Located at the intersection of three prefectures, two train lines and in the middle of Japan's #1 island, Honshu, Bingo-Ochiai is in the middle of nowhere. This use to be a more important station when train travel was more important to the nation's transportation infrastructure. There was a turntable and house there for the staff to stay during long layovers. Now there's the shuttered up house over grown with plants, one small station building, a sink with out a faucet, and three platforms for the trains that go there. The Geibi line does not go straight through to Hiroshima from Niimi, those customers who want to travel through must change trains here. The even more local Kisuki line going to Shinji in Shimane heads north terminates at Bingo-Ochiai also.
Looking back towards Niimi
All three trains arrive at nearly the same time allowing everyone to cross over to their next train. I doubt many people... if any... end their day's travels here. But, it's not just changing trains as you can see in this video a pretty good number of people are taking photos with the trains and station in the background. Why? This is an epicenter for train enthusiasts, aka densha otaku 電車オタク. The remoteness of the station, the rarity of the trains that come here, and those who ride the lines for completeness like me find Bingo-Ochiai an important stop on their train journeys.

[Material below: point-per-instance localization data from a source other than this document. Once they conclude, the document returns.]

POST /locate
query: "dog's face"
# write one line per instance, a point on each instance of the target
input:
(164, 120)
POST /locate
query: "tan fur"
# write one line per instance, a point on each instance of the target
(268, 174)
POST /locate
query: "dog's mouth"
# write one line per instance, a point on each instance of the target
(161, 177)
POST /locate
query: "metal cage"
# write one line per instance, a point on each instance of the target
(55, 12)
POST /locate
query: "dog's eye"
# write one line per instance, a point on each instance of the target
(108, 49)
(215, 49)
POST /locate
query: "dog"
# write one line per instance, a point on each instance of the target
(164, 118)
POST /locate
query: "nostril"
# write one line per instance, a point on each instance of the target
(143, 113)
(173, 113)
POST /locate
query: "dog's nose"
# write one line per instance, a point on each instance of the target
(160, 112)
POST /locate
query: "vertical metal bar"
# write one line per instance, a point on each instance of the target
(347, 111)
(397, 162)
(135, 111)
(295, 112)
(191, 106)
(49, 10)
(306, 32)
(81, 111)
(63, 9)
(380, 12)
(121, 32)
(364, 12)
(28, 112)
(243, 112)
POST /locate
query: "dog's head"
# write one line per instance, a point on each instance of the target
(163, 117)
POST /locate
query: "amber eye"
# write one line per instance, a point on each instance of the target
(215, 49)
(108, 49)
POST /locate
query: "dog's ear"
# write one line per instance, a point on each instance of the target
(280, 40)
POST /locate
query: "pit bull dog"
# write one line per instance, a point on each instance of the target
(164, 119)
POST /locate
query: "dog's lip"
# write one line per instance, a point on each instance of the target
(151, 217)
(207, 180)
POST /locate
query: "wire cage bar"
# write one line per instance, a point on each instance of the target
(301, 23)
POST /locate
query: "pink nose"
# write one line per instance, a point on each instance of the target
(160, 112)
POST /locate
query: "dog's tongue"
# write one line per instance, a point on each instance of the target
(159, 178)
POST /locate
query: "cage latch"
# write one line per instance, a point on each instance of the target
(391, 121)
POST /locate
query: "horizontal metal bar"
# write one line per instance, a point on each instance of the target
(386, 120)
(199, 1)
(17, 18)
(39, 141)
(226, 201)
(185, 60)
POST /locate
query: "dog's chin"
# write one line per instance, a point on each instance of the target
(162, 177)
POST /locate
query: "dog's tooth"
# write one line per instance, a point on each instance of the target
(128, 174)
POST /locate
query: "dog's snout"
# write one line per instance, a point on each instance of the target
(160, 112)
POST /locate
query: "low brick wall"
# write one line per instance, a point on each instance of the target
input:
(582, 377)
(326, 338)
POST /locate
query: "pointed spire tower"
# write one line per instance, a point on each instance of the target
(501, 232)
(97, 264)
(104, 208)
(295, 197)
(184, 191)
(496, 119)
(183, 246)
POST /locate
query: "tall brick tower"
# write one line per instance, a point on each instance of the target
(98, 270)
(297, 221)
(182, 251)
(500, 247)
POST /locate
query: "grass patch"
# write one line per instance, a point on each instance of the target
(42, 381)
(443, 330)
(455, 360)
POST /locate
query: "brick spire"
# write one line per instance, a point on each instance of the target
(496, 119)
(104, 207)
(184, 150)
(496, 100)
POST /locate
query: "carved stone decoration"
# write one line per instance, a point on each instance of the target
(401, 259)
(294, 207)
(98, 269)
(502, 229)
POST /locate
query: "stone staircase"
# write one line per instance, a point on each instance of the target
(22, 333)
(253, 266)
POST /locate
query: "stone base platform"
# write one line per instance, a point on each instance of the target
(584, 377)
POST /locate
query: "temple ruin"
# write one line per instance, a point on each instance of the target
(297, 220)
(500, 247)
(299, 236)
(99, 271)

Granted, that I've only been here on the Seishun 18 Kippu I've never seen the station during a non-tourist time, but it seemed the motive of everyone coming here was to ride the trains coming here and transit at this station. Perhaps when most of the densha otaku are at work or prohibited from such trips for cost reasons the ridership coming to this station turns to just local ridership. The amont of crazed people with cameras and tripods would decrease greatl. It would be interesting to see the numbers and how the Seishun 18 Kippu effects the numbers of people using this station.
Looking Back Towards Niimi
Is this station kept in operation for riders like me and those you'll see in the video? Is it economically sound to keep this station and the lines linking to it operational? To what degree is this station kept in operation for the densha otaku vs. the normal local ridership? How strong is the influence of Japanese history and train culture to keeping this wonderful place open? The consolidation of the cities in Japan, privatization of state to citizen relationship and the changes in the government vs. governed social contract that it entails all effects the current situation and the future of this place.
I'm one of those crazies with the cameras too!
Now it's an amazing sight to see and participate in the unbridled train love that goes on here. Finding and exploring places like this is one of the best pastimes there is in Japan and getting to and from Bingo-Ochiai couldn't have been any more fun.